Bob tries to hide his blushes in his hands.
“Well, she was adamant nothing more would happen. That she wasn’t in a position to take up with me. But it was only in that motel room that she told me why. Her mother. Elizabeth. That she was ashamed. It felt all wrong. Because of Elizabeth. And you. All too messy. The generations mixed up. So she grasped the chance that Orville offered her and she thought she was doing the right thing by you. Leaving you with your father. But she never said. Never told me the truth. That was her biggest failing.”
“But you didn’t make a fool of yourself. She must have gone along with it.”
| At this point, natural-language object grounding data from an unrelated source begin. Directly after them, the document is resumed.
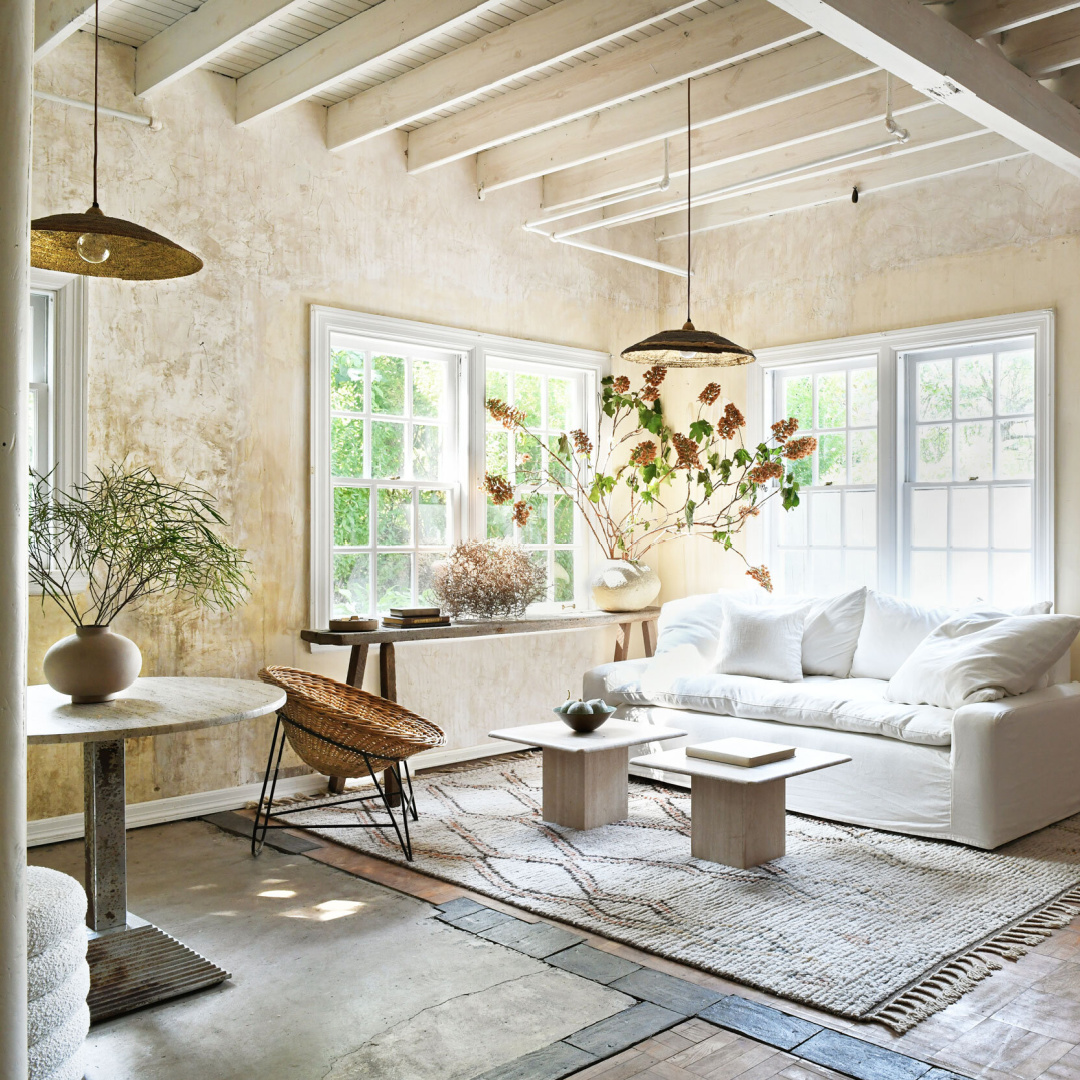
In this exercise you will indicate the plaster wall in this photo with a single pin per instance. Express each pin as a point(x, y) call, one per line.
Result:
point(206, 378)
point(991, 241)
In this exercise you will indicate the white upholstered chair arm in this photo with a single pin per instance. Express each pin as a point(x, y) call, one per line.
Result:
point(1016, 760)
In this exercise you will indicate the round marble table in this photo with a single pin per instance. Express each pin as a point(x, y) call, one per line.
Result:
point(133, 963)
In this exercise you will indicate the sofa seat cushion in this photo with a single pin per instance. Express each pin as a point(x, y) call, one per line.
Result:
point(818, 701)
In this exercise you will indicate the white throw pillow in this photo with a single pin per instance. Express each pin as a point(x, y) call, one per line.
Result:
point(891, 630)
point(980, 656)
point(696, 620)
point(831, 633)
point(764, 642)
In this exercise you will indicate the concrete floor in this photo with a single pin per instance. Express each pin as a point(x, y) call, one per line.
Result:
point(333, 977)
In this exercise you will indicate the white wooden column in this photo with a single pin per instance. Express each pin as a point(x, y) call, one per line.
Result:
point(16, 63)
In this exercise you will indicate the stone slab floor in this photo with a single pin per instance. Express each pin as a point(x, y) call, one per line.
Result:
point(343, 969)
point(333, 977)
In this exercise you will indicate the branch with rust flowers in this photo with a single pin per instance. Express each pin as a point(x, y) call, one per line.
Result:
point(702, 482)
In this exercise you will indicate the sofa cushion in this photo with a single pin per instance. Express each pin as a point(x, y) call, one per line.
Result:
point(891, 630)
point(982, 656)
point(820, 701)
point(765, 642)
point(696, 620)
point(829, 633)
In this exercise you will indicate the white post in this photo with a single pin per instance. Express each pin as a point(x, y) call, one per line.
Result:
point(16, 63)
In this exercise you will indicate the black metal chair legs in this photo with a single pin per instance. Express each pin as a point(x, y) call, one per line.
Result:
point(406, 800)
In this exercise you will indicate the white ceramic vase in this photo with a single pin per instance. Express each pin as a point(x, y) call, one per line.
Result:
point(618, 584)
point(93, 664)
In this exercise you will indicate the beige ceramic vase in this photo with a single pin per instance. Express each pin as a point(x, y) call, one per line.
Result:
point(93, 664)
point(618, 584)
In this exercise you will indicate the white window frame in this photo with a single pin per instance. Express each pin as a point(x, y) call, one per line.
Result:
point(890, 348)
point(66, 385)
point(472, 348)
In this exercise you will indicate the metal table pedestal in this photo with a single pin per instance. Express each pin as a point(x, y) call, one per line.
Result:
point(133, 963)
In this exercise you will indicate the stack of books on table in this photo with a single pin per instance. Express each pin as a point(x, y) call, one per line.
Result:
point(747, 753)
point(406, 618)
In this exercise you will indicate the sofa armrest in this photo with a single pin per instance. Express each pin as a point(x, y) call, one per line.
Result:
point(606, 680)
point(1016, 764)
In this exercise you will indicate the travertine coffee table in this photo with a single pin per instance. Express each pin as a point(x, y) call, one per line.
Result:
point(737, 814)
point(584, 774)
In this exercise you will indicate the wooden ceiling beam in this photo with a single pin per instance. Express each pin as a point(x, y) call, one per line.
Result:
point(55, 21)
point(932, 126)
point(1049, 45)
point(712, 41)
point(755, 83)
point(347, 50)
point(199, 37)
point(869, 178)
point(983, 17)
point(943, 62)
point(545, 37)
point(851, 105)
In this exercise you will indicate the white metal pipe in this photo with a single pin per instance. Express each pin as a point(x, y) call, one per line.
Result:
point(744, 187)
point(135, 118)
point(592, 204)
point(584, 245)
point(16, 111)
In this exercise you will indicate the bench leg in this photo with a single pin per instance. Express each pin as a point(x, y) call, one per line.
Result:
point(358, 663)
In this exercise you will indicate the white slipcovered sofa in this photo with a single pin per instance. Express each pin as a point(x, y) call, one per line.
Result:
point(982, 773)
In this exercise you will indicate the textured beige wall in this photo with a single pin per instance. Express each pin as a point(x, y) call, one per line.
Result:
point(993, 241)
point(207, 377)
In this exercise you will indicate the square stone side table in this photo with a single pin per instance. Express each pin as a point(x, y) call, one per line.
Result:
point(738, 815)
point(585, 773)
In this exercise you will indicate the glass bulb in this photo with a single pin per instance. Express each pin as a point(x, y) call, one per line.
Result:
point(93, 247)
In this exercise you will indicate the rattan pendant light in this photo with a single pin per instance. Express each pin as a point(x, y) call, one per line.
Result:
point(688, 347)
point(99, 246)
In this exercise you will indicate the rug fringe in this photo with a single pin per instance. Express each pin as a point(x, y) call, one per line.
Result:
point(961, 974)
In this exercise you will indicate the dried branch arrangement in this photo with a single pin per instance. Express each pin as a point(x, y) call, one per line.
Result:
point(123, 536)
point(703, 482)
point(487, 579)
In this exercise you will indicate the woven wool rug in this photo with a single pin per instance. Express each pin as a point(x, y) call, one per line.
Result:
point(862, 923)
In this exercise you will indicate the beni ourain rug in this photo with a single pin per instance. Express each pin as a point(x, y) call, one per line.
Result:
point(862, 923)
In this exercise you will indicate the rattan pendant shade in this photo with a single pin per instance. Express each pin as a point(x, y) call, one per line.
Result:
point(135, 254)
point(688, 347)
point(95, 245)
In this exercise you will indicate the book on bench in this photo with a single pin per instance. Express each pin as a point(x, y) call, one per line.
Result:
point(744, 752)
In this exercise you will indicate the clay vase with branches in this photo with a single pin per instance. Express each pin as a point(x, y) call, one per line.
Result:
point(638, 482)
point(115, 540)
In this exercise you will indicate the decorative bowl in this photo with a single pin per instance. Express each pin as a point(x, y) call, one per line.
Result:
point(584, 723)
point(353, 625)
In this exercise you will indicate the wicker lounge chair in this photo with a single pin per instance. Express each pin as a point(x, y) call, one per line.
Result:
point(342, 731)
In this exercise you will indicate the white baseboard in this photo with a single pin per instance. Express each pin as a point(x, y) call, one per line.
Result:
point(69, 826)
point(180, 807)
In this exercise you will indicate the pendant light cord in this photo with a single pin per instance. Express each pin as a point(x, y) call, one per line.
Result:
point(688, 175)
point(97, 39)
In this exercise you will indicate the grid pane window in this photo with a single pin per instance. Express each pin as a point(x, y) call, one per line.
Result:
point(42, 309)
point(829, 541)
point(393, 472)
point(553, 401)
point(969, 491)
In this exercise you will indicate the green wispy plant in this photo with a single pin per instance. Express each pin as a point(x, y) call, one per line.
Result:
point(122, 536)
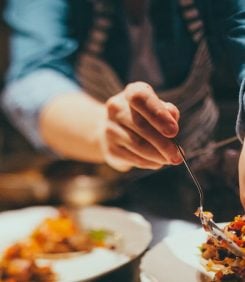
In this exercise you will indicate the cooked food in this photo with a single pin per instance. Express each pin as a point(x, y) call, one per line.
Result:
point(16, 268)
point(226, 265)
point(52, 238)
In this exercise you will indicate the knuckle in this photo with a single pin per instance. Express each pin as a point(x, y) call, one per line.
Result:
point(136, 92)
point(112, 107)
point(110, 131)
point(139, 122)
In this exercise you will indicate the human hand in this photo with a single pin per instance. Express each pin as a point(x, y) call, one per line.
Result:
point(138, 130)
point(241, 172)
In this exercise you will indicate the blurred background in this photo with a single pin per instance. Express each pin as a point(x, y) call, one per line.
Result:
point(30, 178)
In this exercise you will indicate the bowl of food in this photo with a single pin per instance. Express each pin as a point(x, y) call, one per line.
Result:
point(49, 244)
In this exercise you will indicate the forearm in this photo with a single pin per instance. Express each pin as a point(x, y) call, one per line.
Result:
point(71, 126)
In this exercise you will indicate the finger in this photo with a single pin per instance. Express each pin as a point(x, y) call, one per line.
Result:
point(173, 110)
point(163, 145)
point(124, 157)
point(143, 99)
point(127, 138)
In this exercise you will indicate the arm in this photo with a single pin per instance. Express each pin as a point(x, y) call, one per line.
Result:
point(42, 98)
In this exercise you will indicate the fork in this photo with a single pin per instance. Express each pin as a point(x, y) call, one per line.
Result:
point(207, 221)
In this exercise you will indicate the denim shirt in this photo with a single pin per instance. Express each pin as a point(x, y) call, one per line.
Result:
point(48, 35)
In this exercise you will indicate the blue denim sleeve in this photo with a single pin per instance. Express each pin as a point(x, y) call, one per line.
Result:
point(230, 16)
point(41, 37)
point(23, 99)
point(41, 68)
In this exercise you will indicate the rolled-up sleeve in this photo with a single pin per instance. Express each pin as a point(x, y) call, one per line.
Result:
point(230, 16)
point(43, 51)
point(23, 99)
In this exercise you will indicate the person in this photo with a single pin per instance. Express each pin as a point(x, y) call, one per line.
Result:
point(115, 81)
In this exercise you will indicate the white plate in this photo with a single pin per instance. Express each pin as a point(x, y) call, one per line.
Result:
point(176, 258)
point(135, 230)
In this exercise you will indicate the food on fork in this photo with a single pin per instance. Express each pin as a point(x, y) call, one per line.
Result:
point(218, 258)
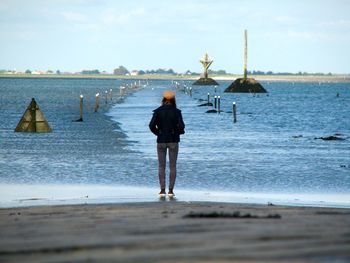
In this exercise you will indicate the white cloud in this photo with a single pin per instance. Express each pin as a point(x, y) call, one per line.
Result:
point(74, 17)
point(111, 17)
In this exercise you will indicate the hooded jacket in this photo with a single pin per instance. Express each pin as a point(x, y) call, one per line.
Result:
point(167, 124)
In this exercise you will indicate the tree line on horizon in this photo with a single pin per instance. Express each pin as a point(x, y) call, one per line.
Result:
point(122, 71)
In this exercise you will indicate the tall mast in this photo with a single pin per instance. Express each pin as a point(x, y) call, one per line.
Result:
point(245, 53)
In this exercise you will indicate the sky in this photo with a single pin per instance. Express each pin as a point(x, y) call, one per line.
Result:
point(73, 35)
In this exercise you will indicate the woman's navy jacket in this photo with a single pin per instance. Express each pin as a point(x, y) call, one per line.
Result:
point(167, 124)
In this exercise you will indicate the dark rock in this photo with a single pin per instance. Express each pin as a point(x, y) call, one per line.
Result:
point(211, 111)
point(205, 82)
point(297, 136)
point(248, 85)
point(330, 138)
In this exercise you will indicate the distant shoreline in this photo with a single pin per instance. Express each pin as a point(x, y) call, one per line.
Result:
point(272, 78)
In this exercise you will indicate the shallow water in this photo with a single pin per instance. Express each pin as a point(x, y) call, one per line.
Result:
point(270, 151)
point(272, 146)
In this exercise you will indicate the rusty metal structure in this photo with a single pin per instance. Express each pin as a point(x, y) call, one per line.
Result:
point(33, 120)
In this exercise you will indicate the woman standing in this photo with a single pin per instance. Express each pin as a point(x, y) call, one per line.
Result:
point(167, 125)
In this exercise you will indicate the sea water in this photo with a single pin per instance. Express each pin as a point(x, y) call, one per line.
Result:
point(273, 153)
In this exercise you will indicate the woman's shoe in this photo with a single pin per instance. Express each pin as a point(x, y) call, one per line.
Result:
point(162, 193)
point(171, 193)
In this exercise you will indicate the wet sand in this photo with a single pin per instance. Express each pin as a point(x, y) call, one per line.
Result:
point(170, 231)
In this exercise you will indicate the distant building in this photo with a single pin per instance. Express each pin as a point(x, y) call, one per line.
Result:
point(134, 73)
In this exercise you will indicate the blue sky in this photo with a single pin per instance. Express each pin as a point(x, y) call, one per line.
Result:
point(71, 35)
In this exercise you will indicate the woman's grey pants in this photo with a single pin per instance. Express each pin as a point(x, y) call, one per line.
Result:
point(173, 151)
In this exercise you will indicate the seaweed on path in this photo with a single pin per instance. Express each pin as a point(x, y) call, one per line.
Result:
point(236, 214)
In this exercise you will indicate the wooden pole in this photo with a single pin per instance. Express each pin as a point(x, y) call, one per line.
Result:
point(234, 112)
point(97, 102)
point(81, 107)
point(33, 116)
point(218, 104)
point(245, 53)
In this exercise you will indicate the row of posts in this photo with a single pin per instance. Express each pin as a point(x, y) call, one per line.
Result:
point(108, 96)
point(217, 103)
point(217, 100)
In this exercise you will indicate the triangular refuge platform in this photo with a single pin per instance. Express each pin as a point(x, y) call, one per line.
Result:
point(246, 85)
point(33, 120)
point(205, 82)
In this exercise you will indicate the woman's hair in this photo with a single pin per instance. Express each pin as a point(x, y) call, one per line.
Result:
point(172, 101)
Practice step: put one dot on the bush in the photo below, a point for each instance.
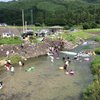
(97, 39)
(15, 59)
(97, 50)
(93, 90)
(86, 26)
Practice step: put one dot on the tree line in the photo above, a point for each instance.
(51, 12)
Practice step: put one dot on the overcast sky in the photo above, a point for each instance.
(5, 0)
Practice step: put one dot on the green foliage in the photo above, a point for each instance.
(69, 37)
(89, 25)
(97, 38)
(11, 40)
(93, 90)
(95, 66)
(15, 59)
(52, 12)
(97, 50)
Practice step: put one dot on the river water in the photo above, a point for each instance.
(47, 81)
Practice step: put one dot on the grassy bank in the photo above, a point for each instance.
(15, 40)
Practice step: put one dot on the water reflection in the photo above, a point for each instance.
(46, 81)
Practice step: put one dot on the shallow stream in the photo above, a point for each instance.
(47, 81)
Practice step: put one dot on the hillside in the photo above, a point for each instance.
(50, 12)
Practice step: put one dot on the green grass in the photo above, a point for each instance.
(97, 50)
(96, 30)
(74, 36)
(15, 59)
(93, 90)
(10, 40)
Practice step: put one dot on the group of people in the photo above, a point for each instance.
(53, 53)
(9, 66)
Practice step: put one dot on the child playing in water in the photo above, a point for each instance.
(71, 72)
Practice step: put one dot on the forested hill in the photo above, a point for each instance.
(50, 12)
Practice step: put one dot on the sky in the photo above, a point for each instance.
(5, 0)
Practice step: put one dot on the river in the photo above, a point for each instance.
(46, 81)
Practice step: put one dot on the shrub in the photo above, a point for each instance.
(15, 59)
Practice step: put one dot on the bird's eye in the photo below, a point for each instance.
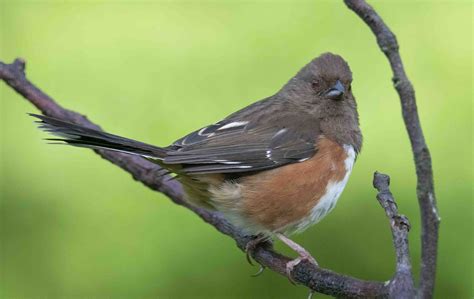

“No, I mean in the motel room.”
“What did you do exactly?”
“I told her I loved her. That I’d loved her ever since she came in the shop that day, after a job, with you at her side. I loved you both and I wanted us to be a family. I begged her to come back to Torquay. To bring Wes. But after my grand speech all she could say was: ‘I can’t leave Orville.’ I did what I could: I protested, digging a deeper hole for myself. ‘He’ll find someone to look after him,’ I said. ‘He’s tough.’ But she said, ‘No, I mean I can’t leave Orville because I love him.’ That’s what she said. And she killed that small hope I had. That me being your father would be enough to bring her back.”
“So the pills… when we got home… that’s why you needed the pills.”
“I loved her so much. I begged her but she was adamant. She said she could never leave Orville. And nor could Wes. And then I made myself think of Wes. How you and I, we’d seen it for ourselves, that young lad rushing home from school so his dad wouldn’t be alone.”
Yes, I remembered. A boy in a dodgy hat kissing Orville Tupper on the head, making us coffee, sweet and kind.
You begin squealing, insistently, in a way that can’t be ignored.